Sunday, June 08, 2014

Sunday School 6/8/2014

Matthew 1 in the King James Version

a tree in Greenpoint by unknown artist



 For anyone who has never read any of the gospels, I'd recommend starting with Mark. Mark's gospel is not only the earliest account, it is the common source of much of the material that went into Matthew and Luke's versions. Mark's account is more dramatic and intense and, in the earliest version, ends with an emphasis of the fear experienced by the disciples when they encountered an empty tomb. Mark's Jesus is "uncanny," as Harold Bloom described it.
My interest in Matthew has to do with exploring the doctrine of "the kingdom of heaven" or "the kingdom of god," as an idea of a just, transcendent revolutionary community. My connection to the biblical writings is poetic and existential and critical. I hope to show what I mean by that pretentious claim as I write, or else prove that I'm an idiot. I rely on the scholarship of others, but I aim to respond spontaneously.


The geneaology of Christ
Matthew begins his book with an account of Jesus' ancestry: "A genealogy of Jesus Christ, son of David, son of Abraham." This is meant to establish that Jesus was a Jew, apparently, and also in the line of King David, but the genealogy turns out to be for "Joseph the husband of Mary; of her was born Jesus who is called Christ." Matthew says that Joseph didn't "know" (yadda yadda) Mary, who was a virgin. So, what's the point of the genealogy?
Matthew's gospel is not the earliest gospel we have. Mark's gospel, thought to be written some four decades after Jesus' death, was first, and Matthew and Luke appropriated much of it for their books. Luke also has a genealogy that is a different from Matthew's in that it starts with Adam, "the son of God" (there are other differences). Why was Matthew made the opening chapter of a collection named "The New Testament"?
The gospels took the place of eye witness testimony after the first generation of the Jesus movement died out. In the period between the death of Jesus and the writing of the gospels there was a Jewish rebellion against Rome that resulted in the slaughter of many Jews and the destruction of their Temple.
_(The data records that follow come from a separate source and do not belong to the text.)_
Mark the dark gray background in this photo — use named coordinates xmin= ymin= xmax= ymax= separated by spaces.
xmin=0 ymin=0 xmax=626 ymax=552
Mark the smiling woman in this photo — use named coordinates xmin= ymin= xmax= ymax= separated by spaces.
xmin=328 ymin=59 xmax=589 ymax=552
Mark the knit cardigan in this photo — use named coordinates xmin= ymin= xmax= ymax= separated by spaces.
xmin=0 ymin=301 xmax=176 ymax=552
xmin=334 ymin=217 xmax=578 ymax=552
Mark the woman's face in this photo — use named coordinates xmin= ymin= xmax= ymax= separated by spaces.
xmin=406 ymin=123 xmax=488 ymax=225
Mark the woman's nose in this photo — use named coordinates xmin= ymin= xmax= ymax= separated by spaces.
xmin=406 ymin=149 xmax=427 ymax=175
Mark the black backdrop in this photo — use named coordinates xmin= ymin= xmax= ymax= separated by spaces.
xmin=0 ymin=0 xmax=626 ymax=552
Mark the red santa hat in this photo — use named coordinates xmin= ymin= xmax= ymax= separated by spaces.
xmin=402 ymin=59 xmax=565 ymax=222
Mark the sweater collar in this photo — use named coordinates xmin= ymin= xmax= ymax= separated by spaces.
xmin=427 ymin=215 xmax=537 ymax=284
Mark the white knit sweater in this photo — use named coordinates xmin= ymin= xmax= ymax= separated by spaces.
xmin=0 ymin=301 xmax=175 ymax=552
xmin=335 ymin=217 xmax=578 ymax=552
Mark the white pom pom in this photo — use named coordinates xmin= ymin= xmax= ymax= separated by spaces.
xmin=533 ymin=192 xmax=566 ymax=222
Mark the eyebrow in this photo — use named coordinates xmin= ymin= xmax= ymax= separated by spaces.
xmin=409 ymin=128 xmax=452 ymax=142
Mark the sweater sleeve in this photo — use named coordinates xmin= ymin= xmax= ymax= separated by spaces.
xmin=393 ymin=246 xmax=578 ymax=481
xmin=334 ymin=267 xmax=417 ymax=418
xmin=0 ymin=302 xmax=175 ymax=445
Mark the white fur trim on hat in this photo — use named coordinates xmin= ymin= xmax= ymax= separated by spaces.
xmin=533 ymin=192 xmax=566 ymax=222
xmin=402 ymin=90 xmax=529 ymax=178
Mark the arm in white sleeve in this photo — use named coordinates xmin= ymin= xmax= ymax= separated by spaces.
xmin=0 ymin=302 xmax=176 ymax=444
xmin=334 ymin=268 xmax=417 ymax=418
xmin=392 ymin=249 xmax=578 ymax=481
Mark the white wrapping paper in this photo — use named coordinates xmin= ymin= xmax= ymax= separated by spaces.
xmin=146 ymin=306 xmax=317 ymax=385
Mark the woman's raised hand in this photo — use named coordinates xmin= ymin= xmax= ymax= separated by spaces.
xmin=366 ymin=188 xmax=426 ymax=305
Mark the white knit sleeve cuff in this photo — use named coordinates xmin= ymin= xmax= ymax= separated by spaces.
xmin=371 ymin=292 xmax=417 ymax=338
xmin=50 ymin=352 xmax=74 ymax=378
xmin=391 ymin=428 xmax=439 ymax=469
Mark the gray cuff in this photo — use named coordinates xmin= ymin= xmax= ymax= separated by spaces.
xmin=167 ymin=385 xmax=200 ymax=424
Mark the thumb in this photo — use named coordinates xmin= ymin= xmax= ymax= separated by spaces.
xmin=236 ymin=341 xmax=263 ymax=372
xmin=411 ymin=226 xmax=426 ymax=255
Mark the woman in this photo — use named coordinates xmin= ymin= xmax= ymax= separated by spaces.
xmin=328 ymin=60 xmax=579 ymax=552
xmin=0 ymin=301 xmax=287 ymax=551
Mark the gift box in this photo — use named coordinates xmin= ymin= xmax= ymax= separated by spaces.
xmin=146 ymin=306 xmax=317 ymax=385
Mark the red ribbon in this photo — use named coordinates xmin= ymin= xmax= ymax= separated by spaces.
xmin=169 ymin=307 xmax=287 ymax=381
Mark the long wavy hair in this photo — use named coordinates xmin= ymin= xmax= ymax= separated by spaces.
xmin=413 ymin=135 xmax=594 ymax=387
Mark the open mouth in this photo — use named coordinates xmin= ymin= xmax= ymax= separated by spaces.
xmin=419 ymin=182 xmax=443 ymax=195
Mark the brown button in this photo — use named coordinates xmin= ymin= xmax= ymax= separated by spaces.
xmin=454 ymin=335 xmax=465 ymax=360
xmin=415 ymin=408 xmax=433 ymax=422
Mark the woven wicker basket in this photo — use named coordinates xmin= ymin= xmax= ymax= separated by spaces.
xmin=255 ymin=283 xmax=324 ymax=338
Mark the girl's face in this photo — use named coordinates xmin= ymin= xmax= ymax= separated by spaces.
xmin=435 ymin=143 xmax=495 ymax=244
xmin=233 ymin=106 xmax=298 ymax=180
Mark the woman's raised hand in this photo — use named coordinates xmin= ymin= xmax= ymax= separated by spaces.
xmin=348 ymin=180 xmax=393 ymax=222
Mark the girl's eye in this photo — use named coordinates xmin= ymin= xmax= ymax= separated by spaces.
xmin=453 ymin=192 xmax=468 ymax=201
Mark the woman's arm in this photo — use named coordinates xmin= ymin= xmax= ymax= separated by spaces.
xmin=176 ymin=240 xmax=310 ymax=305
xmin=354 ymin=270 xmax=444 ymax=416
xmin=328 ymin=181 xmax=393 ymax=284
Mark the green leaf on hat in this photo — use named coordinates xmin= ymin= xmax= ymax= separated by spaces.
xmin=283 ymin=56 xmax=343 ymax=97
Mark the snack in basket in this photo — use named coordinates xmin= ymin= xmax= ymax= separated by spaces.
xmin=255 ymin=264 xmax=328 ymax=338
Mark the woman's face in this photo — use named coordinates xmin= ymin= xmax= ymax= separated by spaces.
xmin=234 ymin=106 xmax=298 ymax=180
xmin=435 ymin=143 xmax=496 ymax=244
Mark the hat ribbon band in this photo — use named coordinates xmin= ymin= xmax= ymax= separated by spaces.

After this catastrophe, Rabbinic Judaism eventually became the mainstream Jewish religion, and the messianic movement started by Jesus became increasingly a non-Jewish religion.
The author, or compiler, of Matthew's book was a Jew writing to Jewish Christians, and his book is meant to claim that Jesus' ministry was the true continuation and fulfillment of the Jewish scriptures, traditions, and desire for a kingdom in a new covenant with the God of the Jewish scriptures (which Christians came to call "the old covenant," or "Old Testament"). The Christians in the New Testament are almost entirely a Jewish sect competing with other Jewish groups, but by the time the New Testament was compiled, the Jesus movement had become a new religion for gentiles.
The early Christians didn't read the Bible, because there was no Bible. They'd read the Prophets, the Psalms, the Law, etc., of the traditional scriptures, usually in Greek translation, and they'd read copies of letters from the apostles and written accounts of Jesus' ministry, including sayings attributed to him.
Jesus' followers believed that Jesus had been resurrected and would return to establish a kingdom (in their lifetime?), and they used passages from scripture to show that this new era was foretold all the way back to Abraham, and that Jesus' death and resurrection fulfilled the Law and the Prophets. Were these passages  taken out of context?
" Now all this was done, that it might be fulfilled which was spoken of the Lord by the prophet, saying, "Behold, a virgin shall be with child, and shall bring forth a son, and they shall call his name Emmanuel, which being interpreted is, God with us."
In the Christian canon, Matthew's genealogy of Christ is the first move in the revision of scripture that became the Bible. According to Matthew, I guess, Jesus doesn't belong to the Abrahamic genealogy as a biological heir, but as the continuation and culmination of a narrative.

My interest in the early christian writings is in their role in the formation of Western Civ ideology and empire, and The Way Things Are Now. The New Testament synthesized an ethic and a mythology that merged with hellenic culture to evolve into the all pervasive multiculture we call Reality, and it also gave us the idea of a counterculture, and some wild apocalyptic poetry.